Anggini Majene, asal Majene, mengakhiri perjalanannya di babak Top 31 Grup 1 D’Academy 8 malam Senin 10 Agustus 2026. Penampilan yang kurang maksimal karena kondisi kurang fit membuat ia tersenggol, meski mendapat apresiasi tinggi dari juri dan host.
Inti artikel
- Anggini Majene, asal Majene, mengakhiri perjalanannya di babak Top 31 Grup 1 D’Academy 8 malam Senin 10 Agustus 2026
- Penampilan yang kurang maksimal karena kondisi kurang fit membuat ia tersenggol, meski mendapat apresiasi tinggi dari juri dan host
- Anggini yang dibimbing coach Selvi Yamma tampil dengan penuh usaha meski sedang tidak prima
Penampilan Last-Minute yang Kurang Optimal
Anggini yang dibimbing coach Selvi Yamma tampil dengan penuh usaha meski sedang tidak prima. Para juri menyebut penampirannya tak setara dengan standar sebelumnya, meski penonton di panggung merespons dengan penuh apresiasi.
Kondisi ini langsung terasa pada penampilan akhirnya, namun Anggini tak langsung menyerah. Ia tetap berusaha memberikan yang terbaik dalam momen penentuan bersama akademia lain di grup yang sama.
Dua Standing Ovation yang Tak Mampu Mengubah Nasib

Anggini menarik perhatian saat membawakan lagu Pria Idaman dan meraih 2 standing ovation dari dewan juri. Apresiasi itu terasa hangat, namun belum cukup menyelamatkan posisinya di persaingan ketat Grup 1 Top 31.
Penampiran kali itu menjadi sorotan karena kombinasi antara kesedihan dan semangat yang dipertahankan hingga saat pengumuman. Rina Nose yang mengumumkan hasil eliminasi juga ikut terlihat berempati.
Semangat Juri dan Host untuk Anggini Majene
Mila Nurwanti dan April turut memberikan dukungan moral penuh saat Anggini berpamitan.
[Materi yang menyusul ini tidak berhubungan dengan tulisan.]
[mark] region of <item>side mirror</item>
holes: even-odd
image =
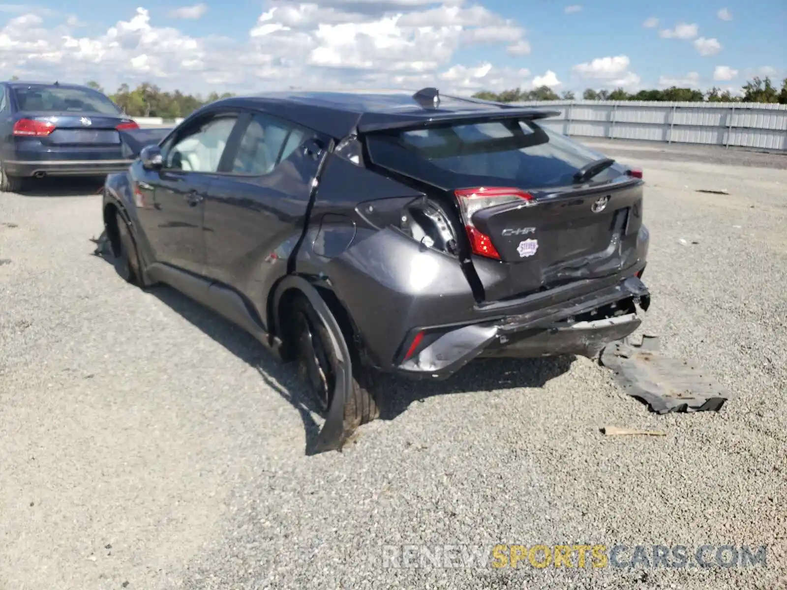
[[[146,170],[157,170],[164,165],[161,149],[158,146],[146,146],[139,152],[142,168]]]

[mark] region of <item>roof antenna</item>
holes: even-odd
[[[440,91],[437,88],[421,88],[412,98],[424,109],[437,109],[440,105]]]

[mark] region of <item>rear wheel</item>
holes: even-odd
[[[23,180],[18,176],[9,176],[6,172],[6,166],[0,162],[0,191],[16,193],[22,188]]]
[[[299,377],[306,382],[316,400],[320,413],[326,415],[333,401],[338,366],[337,353],[331,343],[328,329],[303,296],[298,297],[290,308],[293,324],[294,352],[298,363]],[[344,407],[345,430],[352,431],[361,424],[371,422],[379,415],[379,409],[372,393],[372,373],[363,367],[357,356],[351,352],[353,375],[349,397]]]
[[[117,227],[117,243],[113,248],[115,269],[124,281],[139,285],[139,256],[128,226],[119,211],[115,212],[115,224]]]

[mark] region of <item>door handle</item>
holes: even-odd
[[[186,202],[189,204],[189,207],[196,207],[205,199],[205,197],[196,190],[190,190],[186,194],[185,198]]]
Para host dan juri D’Academy 8 juga tak lupa memberi kata-kata menyentuh.
Anggini sendiri langsung menyampaikan terima kasih dan maaf kepada semua pihak yang telah mendukungnya sejak awal. Dari situ, terlihat betapa tegarnya ia menghadapi situasi ini.
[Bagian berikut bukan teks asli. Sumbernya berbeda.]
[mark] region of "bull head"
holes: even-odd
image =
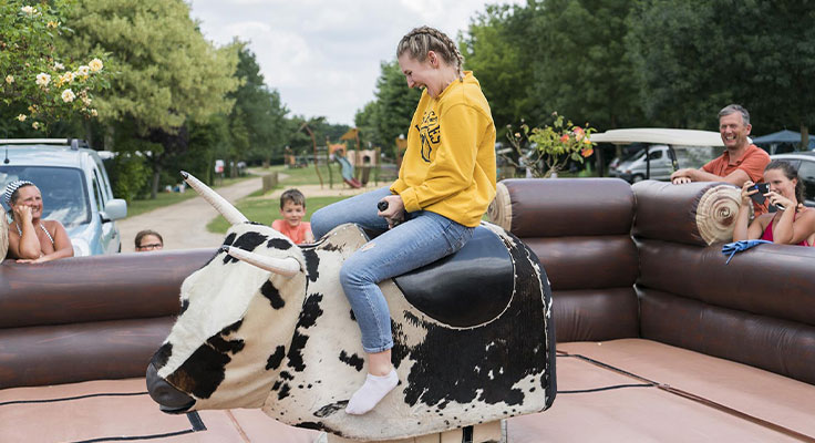
[[[510,234],[484,225],[510,264],[501,297],[484,285],[472,289],[471,295],[487,291],[487,299],[505,300],[487,317],[447,321],[413,305],[416,299],[393,280],[380,282],[401,383],[368,414],[347,415],[344,405],[367,371],[339,275],[342,262],[368,241],[364,233],[342,225],[298,247],[268,226],[248,223],[194,177],[186,181],[233,226],[215,257],[182,285],[182,313],[151,361],[147,385],[163,410],[260,408],[290,425],[383,440],[551,404],[550,291],[537,258]],[[463,281],[451,275],[437,280]],[[470,309],[474,297],[466,296],[455,310]]]
[[[148,391],[166,412],[259,408],[291,340],[307,258],[286,236],[249,223],[197,178],[182,174],[233,226],[215,257],[184,281],[182,312],[147,369]]]

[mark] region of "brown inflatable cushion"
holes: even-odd
[[[633,204],[619,178],[512,178],[498,183],[488,216],[522,238],[627,235]]]
[[[631,189],[637,197],[636,237],[699,246],[733,238],[741,199],[739,188],[733,185],[644,181]]]
[[[642,338],[815,384],[815,327],[653,289],[641,290],[640,302]]]
[[[553,290],[630,287],[639,274],[628,235],[524,238],[546,269]]]
[[[182,281],[214,249],[0,266],[0,328],[173,316]],[[35,284],[33,284],[35,282]]]
[[[759,245],[728,265],[721,246],[642,240],[639,248],[639,286],[815,327],[815,248]]]
[[[558,343],[639,337],[631,287],[553,291],[551,302]]]

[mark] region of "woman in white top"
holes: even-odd
[[[73,257],[68,233],[58,220],[43,220],[42,194],[33,183],[17,181],[3,194],[14,220],[9,225],[9,258],[18,262],[44,262]]]

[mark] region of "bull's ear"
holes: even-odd
[[[195,178],[192,174],[182,171],[182,177],[184,177],[184,181],[187,182],[189,187],[195,189],[195,192],[204,197],[205,200],[209,202],[209,204],[213,205],[213,207],[217,209],[227,222],[229,222],[229,225],[249,222],[249,219],[240,214],[240,210],[227,202],[226,198],[218,195],[218,193],[210,189],[209,186],[202,183],[198,178]]]
[[[221,249],[238,260],[246,261],[269,272],[279,274],[285,277],[293,277],[300,272],[300,262],[292,257],[267,257],[233,246],[223,246]]]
Dalam obrolan kecil setelah pengumuman, Anggini dibelai oleh kedua sahabatnya yang juga aktif di daerah asalnya. Proses ini mencerminkan satu hal: di ajang bergengsi seperti D’Academy 8, hasil penampilan bukanlah segalanya.
Analisis Alasan Eliminasi di Grup 1 Top 31 DA8
Anggini Majene yang tadinya lolos dari babak Top 37, kini harus duduk di luar daftar 31 akademia terbaik Grup 1. Baik Selvi Yamma maupun April sendiri mengakui bahwa kesehatan menjadi faktor utama yang turut menentukan nasib penampiran.
Penonton yang sudah mengenal Anggini sejak awal pasti mengira penampiran kali ini akan berbeda, namun hasil yang diraih menunjukkan bahwa setiap putaran di D’Academy 8 selalu penuh ketegangan. Saat ini fokus semua akademia bergeser ke babak berikutnya yang akan dimulai segera.
Optimaise News merangkum hasil ini dari berbagai sumber yang tersedia. Babak Top 31 Grup 1 ini menjadi ujian sesungguhnya bagi semua peserta yang ingin melangkah lebih jauh di ajang Dangdut Academy 8 Indosiar.